Se c’è uno sconfitto, quello è di sicuro Luca Zaia, che si ritrova in buona compagnia: poiché una figura poco edificante la fa di sicuro il ministro degli Interni. Il quale si spinse a dire mesi fa che non vedeva ostacoli a che si svolgessero le elezioni regionali venete nella primavera ’26. Un abbaglio non indolore per colui che è titolare del corretto svolgimento delle chiamate alle urne in Italia.

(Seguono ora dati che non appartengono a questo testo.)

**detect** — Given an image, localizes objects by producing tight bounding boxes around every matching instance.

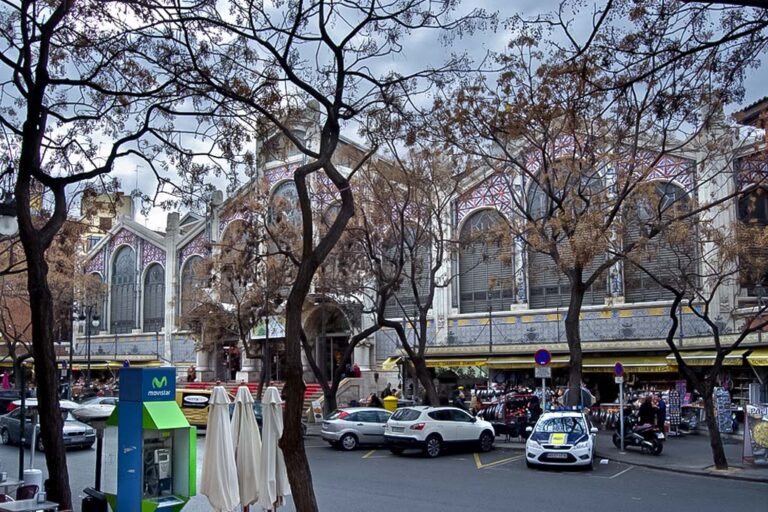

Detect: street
[0,432,768,512]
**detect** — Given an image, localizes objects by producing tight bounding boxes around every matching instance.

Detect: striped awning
[747,348,768,366]
[381,356,402,371]
[667,349,747,366]
[426,358,488,368]
[582,354,677,373]
[488,354,568,370]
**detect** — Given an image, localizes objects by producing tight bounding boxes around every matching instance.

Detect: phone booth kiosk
[107,368,197,512]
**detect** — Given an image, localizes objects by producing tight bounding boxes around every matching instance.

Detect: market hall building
[75,100,768,403]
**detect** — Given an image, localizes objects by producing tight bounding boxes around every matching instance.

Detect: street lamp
[79,304,99,389]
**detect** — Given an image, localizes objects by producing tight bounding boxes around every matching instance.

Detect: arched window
[527,180,606,309]
[624,182,698,302]
[269,180,301,225]
[144,263,165,332]
[179,256,205,318]
[459,210,515,313]
[110,247,136,334]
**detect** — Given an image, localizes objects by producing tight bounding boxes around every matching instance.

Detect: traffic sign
[533,348,552,366]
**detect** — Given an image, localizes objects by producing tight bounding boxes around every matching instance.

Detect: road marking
[473,453,523,469]
[608,466,635,480]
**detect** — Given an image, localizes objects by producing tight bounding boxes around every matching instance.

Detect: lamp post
[79,304,99,389]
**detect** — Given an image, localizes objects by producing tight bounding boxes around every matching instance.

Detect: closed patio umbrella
[259,386,291,510]
[232,386,261,508]
[200,386,240,512]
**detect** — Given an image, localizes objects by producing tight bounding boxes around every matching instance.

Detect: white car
[384,406,496,457]
[525,411,597,469]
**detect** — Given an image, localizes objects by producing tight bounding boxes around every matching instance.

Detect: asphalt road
[0,436,768,512]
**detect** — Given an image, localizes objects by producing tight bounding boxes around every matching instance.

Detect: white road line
[608,466,635,480]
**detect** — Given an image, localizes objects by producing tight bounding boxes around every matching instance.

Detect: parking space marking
[608,466,635,480]
[473,453,523,469]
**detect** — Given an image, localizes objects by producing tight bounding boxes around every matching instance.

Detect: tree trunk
[22,251,72,510]
[558,278,585,405]
[280,278,317,512]
[412,357,440,406]
[702,383,728,469]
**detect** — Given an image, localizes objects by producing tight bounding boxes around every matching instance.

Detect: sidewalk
[597,430,768,483]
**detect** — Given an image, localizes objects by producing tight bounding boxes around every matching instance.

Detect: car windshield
[392,409,421,421]
[536,416,587,434]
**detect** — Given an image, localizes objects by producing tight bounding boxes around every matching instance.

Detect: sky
[127,0,768,230]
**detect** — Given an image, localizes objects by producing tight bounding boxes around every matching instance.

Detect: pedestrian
[656,394,667,432]
[368,393,384,409]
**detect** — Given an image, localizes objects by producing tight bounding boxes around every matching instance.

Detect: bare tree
[170,0,488,511]
[628,211,768,470]
[435,5,754,401]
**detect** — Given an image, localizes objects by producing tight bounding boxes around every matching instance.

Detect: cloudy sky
[129,0,768,229]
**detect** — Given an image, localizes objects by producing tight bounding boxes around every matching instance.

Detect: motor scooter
[613,416,664,455]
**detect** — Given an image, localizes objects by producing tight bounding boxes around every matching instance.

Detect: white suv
[384,406,495,457]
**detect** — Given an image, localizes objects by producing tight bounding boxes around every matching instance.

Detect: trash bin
[24,469,43,491]
[383,395,398,412]
[80,487,108,512]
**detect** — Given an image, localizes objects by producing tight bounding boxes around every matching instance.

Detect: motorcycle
[613,416,664,455]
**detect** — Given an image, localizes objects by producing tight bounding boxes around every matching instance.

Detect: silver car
[321,407,392,450]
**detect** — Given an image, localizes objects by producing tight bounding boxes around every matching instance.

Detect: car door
[355,411,386,444]
[429,409,456,443]
[448,409,480,442]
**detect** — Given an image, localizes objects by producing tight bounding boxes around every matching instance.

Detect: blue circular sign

Tolto questo, che non è un dettaglio, Zaia ha provato a far valere le sue ragioni, poggiando la formale richiesta di rinvio sul dettato normativo regionale che fissa la finestra del voto in primavera-estate. Ma questa bocciatura “istituzionale” certo non lo rafforza nelle aspirazioni di futuri incarichi, magari governativi; anche se potrebbe vantare un credito, in quanto il governo avrebbe potuto varare una legge ad hoc per accontentarlo e non lo ha fatto: quindi qualcuno è in debito con uno come lui, che porta al centrodestra centinaia di migliaia di voti nel Nord produttivo.

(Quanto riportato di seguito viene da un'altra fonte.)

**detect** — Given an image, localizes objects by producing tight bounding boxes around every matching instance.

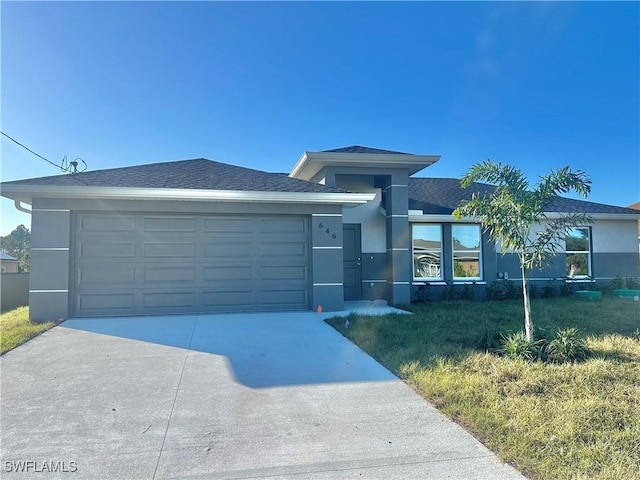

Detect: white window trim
[411,223,444,282]
[451,223,484,283]
[564,227,593,281]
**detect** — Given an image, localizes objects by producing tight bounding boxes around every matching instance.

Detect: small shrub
[542,280,557,298]
[558,282,575,297]
[416,285,431,303]
[626,277,640,290]
[545,327,587,362]
[505,280,522,300]
[473,320,501,352]
[486,280,507,300]
[442,282,460,301]
[499,332,539,361]
[461,283,476,301]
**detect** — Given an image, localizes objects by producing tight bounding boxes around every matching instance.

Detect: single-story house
[0,252,18,273]
[1,146,640,321]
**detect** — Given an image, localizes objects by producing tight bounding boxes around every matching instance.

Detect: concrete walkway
[0,312,523,479]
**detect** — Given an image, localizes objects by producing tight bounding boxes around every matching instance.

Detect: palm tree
[453,160,591,342]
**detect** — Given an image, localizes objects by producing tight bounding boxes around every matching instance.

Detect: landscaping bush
[486,280,507,300]
[626,277,640,290]
[544,327,587,362]
[498,331,540,361]
[542,280,557,298]
[473,319,501,352]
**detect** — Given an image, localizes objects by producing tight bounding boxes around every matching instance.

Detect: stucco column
[29,200,71,322]
[311,209,344,312]
[384,172,412,305]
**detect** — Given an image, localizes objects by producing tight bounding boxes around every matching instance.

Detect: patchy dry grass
[328,298,640,480]
[0,307,55,354]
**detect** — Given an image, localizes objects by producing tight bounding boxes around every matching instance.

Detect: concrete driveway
[0,312,523,479]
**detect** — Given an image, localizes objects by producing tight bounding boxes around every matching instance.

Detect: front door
[342,223,362,300]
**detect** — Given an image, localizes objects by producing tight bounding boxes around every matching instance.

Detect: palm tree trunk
[520,265,533,342]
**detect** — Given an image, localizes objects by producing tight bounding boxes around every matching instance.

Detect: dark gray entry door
[74,212,310,316]
[342,223,362,300]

Forse il Doge non è stato aiutato dalla sponsorizzazione di Salvini allo slittamento del voto per fargli celebrare le Olimpiadi a Cortina, visto che fare un dispetto al Capitano è sempre un piacere per i Fratelli-coltelli d’Italia. Ma il segretario della Lega in fondo non perde granché: mettere subito le cose in chiaro su chi guiderà la campagna in Veneto gli regala un vantaggio. Se, come sembra e salvo smentite, la premier e i suoi paiono disposti con enorme sofferenza a cedere di nuovo alla Lega la primazia sulla candidatura, meglio incassare subito l’assegno.
Certo a prezzo di cedere a FdI una sfilza di assessorati di peso in Regione, mirati a formare in cinque anni una solida classe dirigente veneta. Così come pare scontato che Meloni rivendicherà, quando sarà il momento (2028), la candidatura in Lombardia e forse in Fvg.

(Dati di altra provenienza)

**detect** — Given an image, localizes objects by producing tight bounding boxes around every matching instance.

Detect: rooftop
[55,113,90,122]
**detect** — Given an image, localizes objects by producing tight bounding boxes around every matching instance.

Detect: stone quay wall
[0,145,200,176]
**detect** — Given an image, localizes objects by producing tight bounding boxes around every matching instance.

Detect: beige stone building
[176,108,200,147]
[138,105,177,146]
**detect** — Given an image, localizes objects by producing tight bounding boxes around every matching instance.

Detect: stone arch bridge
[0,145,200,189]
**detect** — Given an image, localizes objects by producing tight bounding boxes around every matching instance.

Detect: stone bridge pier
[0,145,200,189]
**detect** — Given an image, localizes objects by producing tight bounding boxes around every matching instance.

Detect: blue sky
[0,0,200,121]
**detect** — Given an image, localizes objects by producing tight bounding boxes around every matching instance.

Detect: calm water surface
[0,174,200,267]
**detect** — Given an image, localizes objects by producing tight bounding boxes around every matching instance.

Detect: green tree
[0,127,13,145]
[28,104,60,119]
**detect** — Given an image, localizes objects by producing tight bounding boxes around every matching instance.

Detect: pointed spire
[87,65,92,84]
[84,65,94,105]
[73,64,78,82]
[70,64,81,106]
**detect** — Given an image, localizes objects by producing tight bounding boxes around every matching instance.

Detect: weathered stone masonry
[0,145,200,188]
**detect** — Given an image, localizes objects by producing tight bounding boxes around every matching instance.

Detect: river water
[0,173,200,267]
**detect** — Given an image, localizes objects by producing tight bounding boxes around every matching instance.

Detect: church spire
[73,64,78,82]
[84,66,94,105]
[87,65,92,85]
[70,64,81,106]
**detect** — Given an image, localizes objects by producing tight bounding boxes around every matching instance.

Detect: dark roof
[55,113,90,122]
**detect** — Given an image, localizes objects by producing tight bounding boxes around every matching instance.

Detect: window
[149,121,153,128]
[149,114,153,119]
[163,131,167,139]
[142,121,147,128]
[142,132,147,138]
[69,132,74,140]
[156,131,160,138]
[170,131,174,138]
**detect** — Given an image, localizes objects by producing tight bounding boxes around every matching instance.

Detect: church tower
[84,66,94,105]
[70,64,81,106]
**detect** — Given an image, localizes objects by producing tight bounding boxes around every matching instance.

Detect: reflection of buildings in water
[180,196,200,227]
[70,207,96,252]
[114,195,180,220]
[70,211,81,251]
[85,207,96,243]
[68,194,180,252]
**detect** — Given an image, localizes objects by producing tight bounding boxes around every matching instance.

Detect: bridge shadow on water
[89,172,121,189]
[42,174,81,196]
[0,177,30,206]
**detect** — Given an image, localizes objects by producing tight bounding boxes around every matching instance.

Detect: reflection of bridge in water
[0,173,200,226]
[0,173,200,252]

Quindi Salvini non gioisce, ma neanche si dispera. Dopo il tormentone sul terzo mandato e l’incognita sulla data, la partita delle candidature alle regionali subirà una forte accelerazione: e dover chiudere subito il braccio di ferro con Meloni sulla regione più ambita, nel novero di un pacchetto di candidature da spartire, può dargli il destro di dire a Giorgia «a noi lasciate il Veneto e voi prendete il resto».
Il che vuol dire che, oltre alle Marche, dove correrà l’uscente governatore di FdI, Francesco Acquaroli, la premier si aggiudicherà anche la candidatura di centrodestra in Campania: dove non è detto che il combattivo Enzo De Luca voglia far convogliare i suoi consensi sul centrosinistra.
Se non in un ribaltone scandaloso, i Fratelli di Giorgia si accontenterebbero di vedere lo Sceriffo De Luca seduto sui frangiflutti di Mergellina senza muovere un dito per aiutare la segretaria del Pd che ha costruito la sua fortuna sulla cacciata dei “cacicchi”. Perché vincere la Campania per Meloni significherebbe aggiudicarsi un grosso boccone, pari al Veneto.